The car’s engine revved. Taunting him. This time Caleb would be helpless to avoid it.

The car revved again.

Son of a bitch. Caleb started staggering toward the sedan. He couldn’t walk a straight line. But he went two steps forward, three steps to the side, and then he started forward again.

The black car’s engine sounded, but it didn’t run him down. Instead it reversed and pulled away.

Caleb suddenly found himself immersed in lights, but at first he couldn’t understand why.

“Get out of the road, you idiot!”

The shouting was coming from behind him. Caleb turned around unsteadily and was blinded by the headlights of a pickup truck. He could vaguely make out a man’s head outside the driver’s window.

“Move it, would you? You’re in the middle of the fuckin’ road.”

It took him a moment to make sense of the words. Caleb tottered over a few steps, enough for the truck to pass him by. Good advice, he thought. Get out of the road. It made sense. The black car could be coming back for him. By trial and error, Caleb made his way to the sidewalk.

His coordination was coming back, as was his awareness. So many parts of him hurt that he found it hard to think, but he knew he needed to think like never before.

Head back toward College, he thought. The commercial district was only about half a mile away. He could find a pay phone there. But who could he call? There wasn’t anyone. He’d call a cab, he decided, but then reconsidered. There was no safe place to go.

Another siren. It sounded close. His appearance alone would be a magnet for the police to question him.

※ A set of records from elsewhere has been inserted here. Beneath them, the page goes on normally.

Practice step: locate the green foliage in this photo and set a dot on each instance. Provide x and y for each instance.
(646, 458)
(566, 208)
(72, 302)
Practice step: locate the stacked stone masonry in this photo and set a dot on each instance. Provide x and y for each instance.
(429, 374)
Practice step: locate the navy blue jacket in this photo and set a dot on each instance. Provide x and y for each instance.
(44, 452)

Childhood fears overwhelmed him. The pack had always been after him. He’d learned to be stealthy, had spent countless hours figuring out how to avoid capture, how to escape being seen. He had to act before the bullies saw him.

It was dark, but he could still see well enough to make out all the trees around him by their silhouettes. Caleb rejected the cypress, palms, and pines. A Pacific dogwood was too thin, and a box elder wasn’t leafy enough. There had to be a good tree. Enemies were coming.

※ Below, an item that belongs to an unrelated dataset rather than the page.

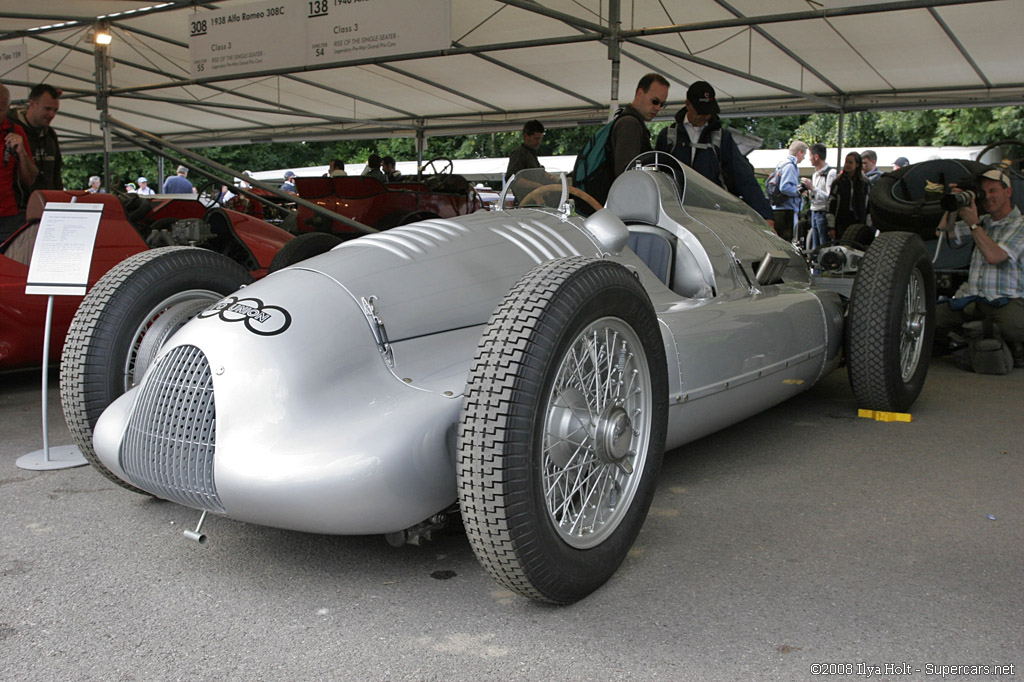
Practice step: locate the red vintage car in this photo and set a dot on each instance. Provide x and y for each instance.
(130, 225)
(373, 203)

He decided on a California laurel, a tree that stood about fifty feet high. It wasn’t perfect, but it would do. Adrenaline
straightened out Caleb’s senses long enough for him to trot over to the laurel and begin climbing the tree. Its bark was scaly enough to get a good hold, and he could reach almost all the way around its trunk. Most of the laurel’s branches weren’t thick, but they were close enough together for him to spread his weight over two or more limbs at a time. Two thirds up the tree, he decided, was high enough. He settled behind a particularly dense thicket of leaves but knew the camouflage was probably unnecessary. It was the rare person that looked up. People had their heads in the sand, not the clouds.

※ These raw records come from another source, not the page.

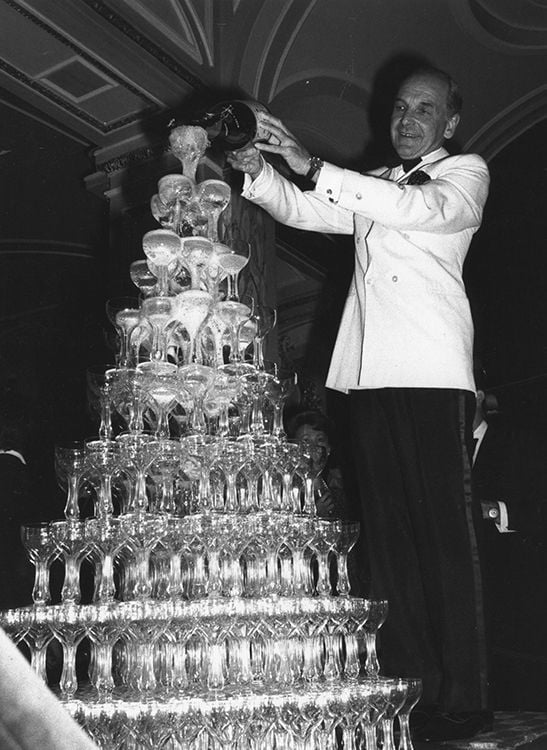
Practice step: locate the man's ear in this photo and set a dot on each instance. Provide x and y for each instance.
(451, 125)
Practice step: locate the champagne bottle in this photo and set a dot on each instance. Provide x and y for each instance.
(233, 124)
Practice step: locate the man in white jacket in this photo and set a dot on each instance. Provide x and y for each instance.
(404, 356)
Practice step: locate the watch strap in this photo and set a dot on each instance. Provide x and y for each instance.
(315, 166)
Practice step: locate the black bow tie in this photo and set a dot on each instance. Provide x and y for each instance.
(406, 164)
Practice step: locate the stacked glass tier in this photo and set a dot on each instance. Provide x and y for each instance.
(201, 602)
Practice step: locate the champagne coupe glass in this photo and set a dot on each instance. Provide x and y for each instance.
(41, 548)
(195, 253)
(158, 312)
(188, 144)
(212, 275)
(124, 314)
(255, 381)
(70, 467)
(213, 197)
(162, 212)
(103, 456)
(164, 390)
(348, 534)
(191, 310)
(70, 633)
(105, 539)
(103, 634)
(37, 637)
(278, 390)
(197, 379)
(372, 708)
(138, 450)
(413, 695)
(143, 278)
(222, 391)
(397, 691)
(376, 618)
(99, 382)
(308, 470)
(290, 457)
(165, 466)
(73, 547)
(175, 191)
(162, 248)
(233, 263)
(323, 543)
(265, 318)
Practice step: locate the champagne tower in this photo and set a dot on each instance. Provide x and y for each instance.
(218, 612)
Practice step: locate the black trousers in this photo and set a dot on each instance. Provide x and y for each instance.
(419, 525)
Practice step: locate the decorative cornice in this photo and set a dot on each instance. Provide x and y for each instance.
(144, 43)
(139, 156)
(58, 100)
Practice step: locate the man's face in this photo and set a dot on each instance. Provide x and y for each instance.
(420, 121)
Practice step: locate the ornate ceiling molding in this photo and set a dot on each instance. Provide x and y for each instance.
(93, 62)
(195, 30)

Caleb tried to get comfortable. He wished he had his harness. That was one of the perks of his job. Hanging from a limb, secure in his harness, was better than a hammock. Sometimes, staring up at a canopy of green, he’d lose track of time and self. Usually he felt more at home in trees than he did anywhere else. But not this time. Now he had to face the enormity of his failure. He had been given a chance and didn’t know if he would get another. Dana certainly wouldn’t. Another innocent murdered. And this time he couldn’t say it wasn’t his fault.

He assessed his wounds and scrapes, decided he’d live, but wished he were more excited at the prospect. His lips were chapped and his mouth was dry. Dehydrated already, and the siege was just begun.

Sirens sounded nearby. They were coming closer. He felt like a bear treed by hounds. Death kept baying. Caleb remembered another tree, another time.

Up in the big pecan tree, up higher than he’d ever been before.

His mama said the tree was over a hundred feet high. It had been there all his life, towering in their backyard. When he was little he’d thought the tree stretched up as high as Mr. Moon. As a boy, he’d looked up and been sure the moon rested on the tree’s branches.

The big pecan was the first tree he’d ever climbed. He had been six. In the five years since, Gray had gotten more daring, but he’d never been anywhere near this high before.